人材教育 The Movie ~映画でわかる世界と人~ 第4回 「ショーシャンクの空に」
「ショーシャンクの空に」
1994(平成6)年 監督:フランク・ダラボン
『ショーシャンクの空に』は1994年の公開時、興行的には赤字だった。当時から佳作だという声があったが、何しろ刑務所を舞台にした物語である。それが次第に評価を上げ、今や有名人も名前を挙げる人気作の1つとなっている。その背景には恐らく、この20年における雇用情勢と、日本人の生き方の変化がある。今回改めて鑑賞してみて、私はこの点を強く感じた。
若くして銀行の副頭取となったアンディー・デュフレーン(ティム・ロビンス)は、身に覚えのない殺人罪で終身刑になる。収監されたのはショーシャンク刑務所だ。そこは腐敗した所長のもと、看守が暴力を振るい、リンチや性暴力が横行する異常な空間だった。

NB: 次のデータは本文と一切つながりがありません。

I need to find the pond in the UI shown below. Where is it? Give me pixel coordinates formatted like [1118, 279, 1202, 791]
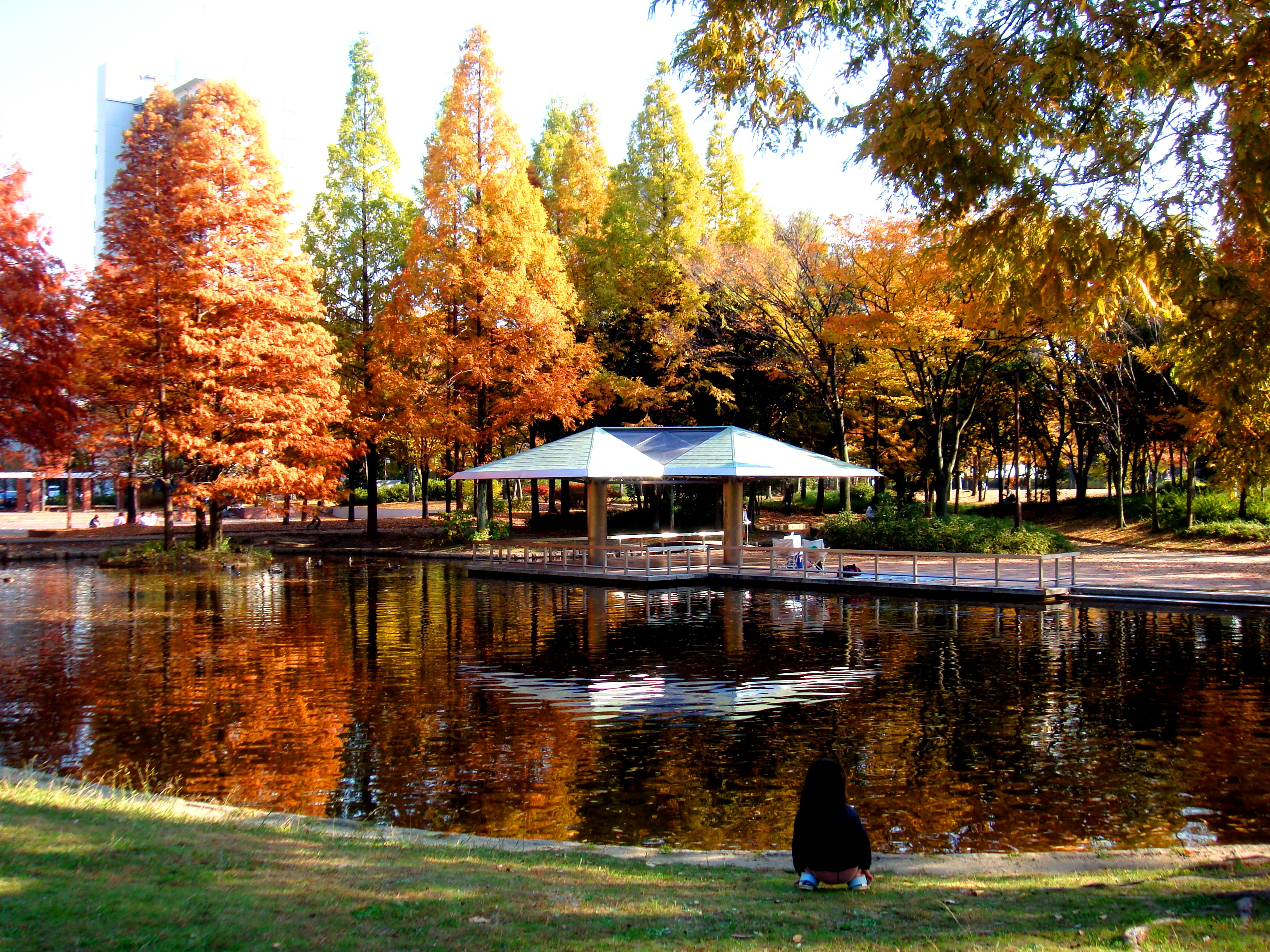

この映画が社会にもたらした大きな貢献は、無意識のうちに人権についての問題意識を喚起したことだろう。
さて、アンディーは刑務所の悪弊に悩まされながらも、調達屋と呼ばれている長老格の服役囚レッド(モーガン・フリーマン)と出会い、交流を重ねていく。そして次第に、自分なりの行動様式を確立していくのである。